The former member of the 32 County Sovereignty Movement may now sue the Chief Constable for damages, his lawyer said.
Mr Ramsey (41) went to court claiming his right to privacy was breached by powers used to detain him without justification by any suspected dissident republican associations.
He has stated that he does not belong to any illegal organisation or political party and has no convictions for paramilitary activity.
His challenge centred on stop and search actions carried out under the Justice and Security (NI) Act 2007.
According to Mr Ramsey’s lawyers there were more than 150 incidents between 2009 and 2013.
Notes from some of the searches indicated that he was stopped due to “suspected dissident republican links” or “as a result of confidential briefings”.
But proceedings issued against the Chief Constable and Secretary of State only focused on seven incidents after a code of practice was introduced in 2013.

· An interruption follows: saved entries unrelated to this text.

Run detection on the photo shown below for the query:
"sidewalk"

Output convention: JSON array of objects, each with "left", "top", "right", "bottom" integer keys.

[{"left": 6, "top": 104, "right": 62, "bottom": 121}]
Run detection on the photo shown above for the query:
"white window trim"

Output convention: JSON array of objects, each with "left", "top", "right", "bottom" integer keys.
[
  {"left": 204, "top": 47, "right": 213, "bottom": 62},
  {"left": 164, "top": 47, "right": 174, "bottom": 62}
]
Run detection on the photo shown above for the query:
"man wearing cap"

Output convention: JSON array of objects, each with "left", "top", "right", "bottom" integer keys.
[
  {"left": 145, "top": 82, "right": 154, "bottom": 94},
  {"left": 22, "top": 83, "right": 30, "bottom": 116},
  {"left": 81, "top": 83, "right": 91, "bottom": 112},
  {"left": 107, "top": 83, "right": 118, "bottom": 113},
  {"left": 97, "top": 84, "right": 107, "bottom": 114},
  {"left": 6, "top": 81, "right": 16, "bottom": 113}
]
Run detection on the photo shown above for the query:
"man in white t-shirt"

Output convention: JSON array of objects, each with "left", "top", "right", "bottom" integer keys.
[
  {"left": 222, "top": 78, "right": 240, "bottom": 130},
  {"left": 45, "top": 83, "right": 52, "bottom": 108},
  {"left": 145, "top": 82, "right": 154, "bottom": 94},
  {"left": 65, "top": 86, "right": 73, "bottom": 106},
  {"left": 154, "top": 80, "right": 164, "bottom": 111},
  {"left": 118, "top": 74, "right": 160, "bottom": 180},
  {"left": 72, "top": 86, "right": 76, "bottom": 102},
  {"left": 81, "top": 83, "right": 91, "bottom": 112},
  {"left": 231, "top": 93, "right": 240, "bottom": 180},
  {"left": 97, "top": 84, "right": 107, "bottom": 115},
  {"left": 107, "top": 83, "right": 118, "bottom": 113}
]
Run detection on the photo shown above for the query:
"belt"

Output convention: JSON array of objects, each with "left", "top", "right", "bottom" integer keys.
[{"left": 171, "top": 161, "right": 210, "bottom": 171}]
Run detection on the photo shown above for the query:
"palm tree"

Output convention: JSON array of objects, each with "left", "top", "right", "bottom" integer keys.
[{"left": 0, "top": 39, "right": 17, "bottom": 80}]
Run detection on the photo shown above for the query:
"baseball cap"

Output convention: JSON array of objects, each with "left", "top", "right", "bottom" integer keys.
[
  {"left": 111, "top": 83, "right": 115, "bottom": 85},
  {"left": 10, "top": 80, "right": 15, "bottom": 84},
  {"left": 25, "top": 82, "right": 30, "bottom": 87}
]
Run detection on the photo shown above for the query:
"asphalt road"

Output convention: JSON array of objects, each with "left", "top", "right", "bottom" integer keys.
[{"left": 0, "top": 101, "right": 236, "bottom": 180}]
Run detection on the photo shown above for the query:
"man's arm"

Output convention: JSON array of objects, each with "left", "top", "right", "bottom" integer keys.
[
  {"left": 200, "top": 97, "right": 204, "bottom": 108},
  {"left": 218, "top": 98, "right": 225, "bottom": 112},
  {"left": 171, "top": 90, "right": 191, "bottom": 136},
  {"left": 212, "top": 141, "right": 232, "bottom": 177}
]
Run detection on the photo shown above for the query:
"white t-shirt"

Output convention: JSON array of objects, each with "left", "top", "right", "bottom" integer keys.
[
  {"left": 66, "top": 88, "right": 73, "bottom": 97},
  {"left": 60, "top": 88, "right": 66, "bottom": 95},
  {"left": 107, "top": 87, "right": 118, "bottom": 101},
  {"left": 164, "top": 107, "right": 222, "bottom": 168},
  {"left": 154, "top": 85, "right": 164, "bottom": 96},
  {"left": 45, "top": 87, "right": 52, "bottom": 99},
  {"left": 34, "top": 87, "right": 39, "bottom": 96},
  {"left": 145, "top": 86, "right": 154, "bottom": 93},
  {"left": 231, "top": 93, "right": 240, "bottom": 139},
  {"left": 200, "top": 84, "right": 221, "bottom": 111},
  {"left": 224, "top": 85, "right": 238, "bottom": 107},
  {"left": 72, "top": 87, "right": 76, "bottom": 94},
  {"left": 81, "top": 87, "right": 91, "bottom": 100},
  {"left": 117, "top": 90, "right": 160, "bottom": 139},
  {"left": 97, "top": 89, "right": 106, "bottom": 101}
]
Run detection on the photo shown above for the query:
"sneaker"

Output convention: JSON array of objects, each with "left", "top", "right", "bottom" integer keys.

The applicant, from Derry’s Creggan area, argued that the power to detain him contravened Article 8 of the European Convention on Human Rights.
In 2018 the High Court found that PSNI failures to record the grounds for searches under scrutiny were inconsistent with a code of practice.
But a judge dismissed the challenge after deciding the evidence established there had been a basis for each incident.
Appealing that ruling, counsel for Mr Ramsey insisted the stop and search authority is not subject to adequate legal protections and amounted to harassment.
She submitted that it amounted to an arbitrary power used more than necessary.
The court heard that being categorised as a dissident republican, through not supporting the Good Friday Agreement, was not enough reason for the action taken against him.
Concerns must relate to any suspected munitions or wireless apparatus, it was contended.
Appeal judges concluded that the scheme as a whole contains sufficient safeguards to protect the individual against arbitrary interference.
Police are required, however, to identify the basis for exercising the power.
There was a breach of Article 8 in the searches carried out on Mr Ramsey due to the failure to record the basis for the action at the time or shortly afterwards, the court confirmed.
Following the ruling Mr Ramsey’s solicitor, Fearghal Shiels of Madden & Finucane, said the recording requirement was regarded as critical for monitoring and supervision of the powers.
“In Mr Ramsey’s case, the PSNI effectively ceased subjecting him to stop and search once he brought these proceedings in the High Court and officers were required to submit sworn evidence to the court,” Mr Shiels added.
“His position in bringing these proceedings has been totally vindicated by today’s decision.
“He will now be advised in relation to an action for damages against the Chief Constable.”